Né en 1909, figure majeure de la poésie grecque, sans doute le plus engagé politiquement des écrivains de sa génération, Yannis Ritsos connut la guerre, la résistance, la prison, la déportation mais jamais, malgré les épreuves endurées, il ne cessa d'écrire.
En 1947, dans les Lettres françaises, Louis Aragon le décrit comme " l'un des plus grands et des plus singuliers poètes d'aujourd'hui ". Il faut cependant attendre la fin des années 50 pour que l'oeuvre poétique de Ritsos commence à être traduite en France.

Malgré tout ce qu'il a vécu, la poésie de Yannis Ritsos n'est pas réaliste ou engagée au sens étroit du terme. C'est une poésie qui se veut avant tout libre et ouverte, attentive aux évolutions du langage, soucieuse de ne jamais se répéter, de découvrir par l'écriture l'essence des événements vécus ou imaginés. Si elle est parfois dénonciation et revendication, elle est aussi très souvent monologue intérieur, effusion, communion. Sa langue est tantôt sobre, nette, abrupte, tantôt lyrique, enroulée sur elle-même, faisant des mots et des sensations comme des arabesques.

Après Sonate au clair de Lune , le Mur dans le Miroir ou encore le recueil regroupant Chrysothémis, Phèdre, le Sondeur et le Heurtoir, je retrouve avec bonheur une nouvelle traduction* d'un des ouvrages du poète grec : Balcon.
Ces poèmes ont été écrits au jour le jour du 1er au 21 mars 1985 (chacun est daté). Ils ne furent pourtant publiés en Grèce qu'en 2013, bien après la disparition de Ritsos en 1990.

Balcon est une suite de poèmes de forme plutôt courte, qui abordent chacun un thème différent. Tous sont habités par une spontanéité et une simplicité touchantes. Les textes sont comme des tableaux exposés au regard du lecteur. Derrière le motif de la banalité du quotidien, chacun décrit un instant que le poète a choisi comme étant significatif de telle ou telle période de sa vie.

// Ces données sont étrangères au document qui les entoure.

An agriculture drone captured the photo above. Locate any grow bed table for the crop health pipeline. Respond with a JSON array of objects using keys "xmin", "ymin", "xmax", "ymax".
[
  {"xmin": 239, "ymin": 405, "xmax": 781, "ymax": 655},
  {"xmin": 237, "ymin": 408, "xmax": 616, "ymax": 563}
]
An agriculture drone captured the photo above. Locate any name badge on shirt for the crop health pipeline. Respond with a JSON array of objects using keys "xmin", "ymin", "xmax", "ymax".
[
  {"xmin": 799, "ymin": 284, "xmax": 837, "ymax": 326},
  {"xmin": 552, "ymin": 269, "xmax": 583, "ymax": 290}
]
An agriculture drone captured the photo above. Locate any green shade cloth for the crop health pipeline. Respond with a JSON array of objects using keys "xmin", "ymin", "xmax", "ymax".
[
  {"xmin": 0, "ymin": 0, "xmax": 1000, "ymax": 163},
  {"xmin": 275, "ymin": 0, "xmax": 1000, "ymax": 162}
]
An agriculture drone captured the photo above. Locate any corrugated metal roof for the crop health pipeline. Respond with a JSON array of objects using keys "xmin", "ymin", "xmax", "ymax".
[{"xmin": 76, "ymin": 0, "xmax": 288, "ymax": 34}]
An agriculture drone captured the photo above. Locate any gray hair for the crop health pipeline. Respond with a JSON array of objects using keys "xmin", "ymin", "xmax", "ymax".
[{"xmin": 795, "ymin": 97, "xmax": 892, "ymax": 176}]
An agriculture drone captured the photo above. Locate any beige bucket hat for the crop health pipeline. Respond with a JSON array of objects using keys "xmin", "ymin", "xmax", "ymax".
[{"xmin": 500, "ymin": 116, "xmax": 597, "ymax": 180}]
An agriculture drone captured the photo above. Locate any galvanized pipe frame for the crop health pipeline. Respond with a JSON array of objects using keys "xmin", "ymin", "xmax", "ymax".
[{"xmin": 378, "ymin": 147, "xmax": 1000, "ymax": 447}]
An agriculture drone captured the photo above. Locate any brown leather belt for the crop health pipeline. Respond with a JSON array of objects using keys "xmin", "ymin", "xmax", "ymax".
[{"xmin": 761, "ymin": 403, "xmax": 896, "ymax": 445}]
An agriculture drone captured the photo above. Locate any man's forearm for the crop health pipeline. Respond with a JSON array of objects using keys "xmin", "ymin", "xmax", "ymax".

" D'en haut, depuis la montagne,
apparaissent dans plus de clarté
les voix des oiseaux,
les voix des vendangeurs,
les bateaux dans le lointain,
le bras mutilé de la statue,
le marchand de tabac,
et toi, inchangé,
inatteignable, invulnérable,
inaltéré,
tandis que la fumée de ta cigarette
se mêle à la fumée du paquebot
qui te ramène chez toi.

Athènes, 4.III.85 " **


Comme souvent dans la poésie de Yannis Ritsos, tous les textes semblent chargés d'une vie partagée avec ceux qui sont là, amis proches, personnes de rencontre, dont la présence est toujours implicite, jamais marquée. Il en est de même des lieux, de la ville, de la rue, de l'appartement où travaille l'écrivain.
Chaque élément minuscule qu'il choisit d'évoquer, d'élire dans son environnement et son époque sont des « petits riens » dont Ritsos se sert pour nous parler du vaste monde, cette immensité dans laquelle l'homme-poète évolue, interroge et s'interroge.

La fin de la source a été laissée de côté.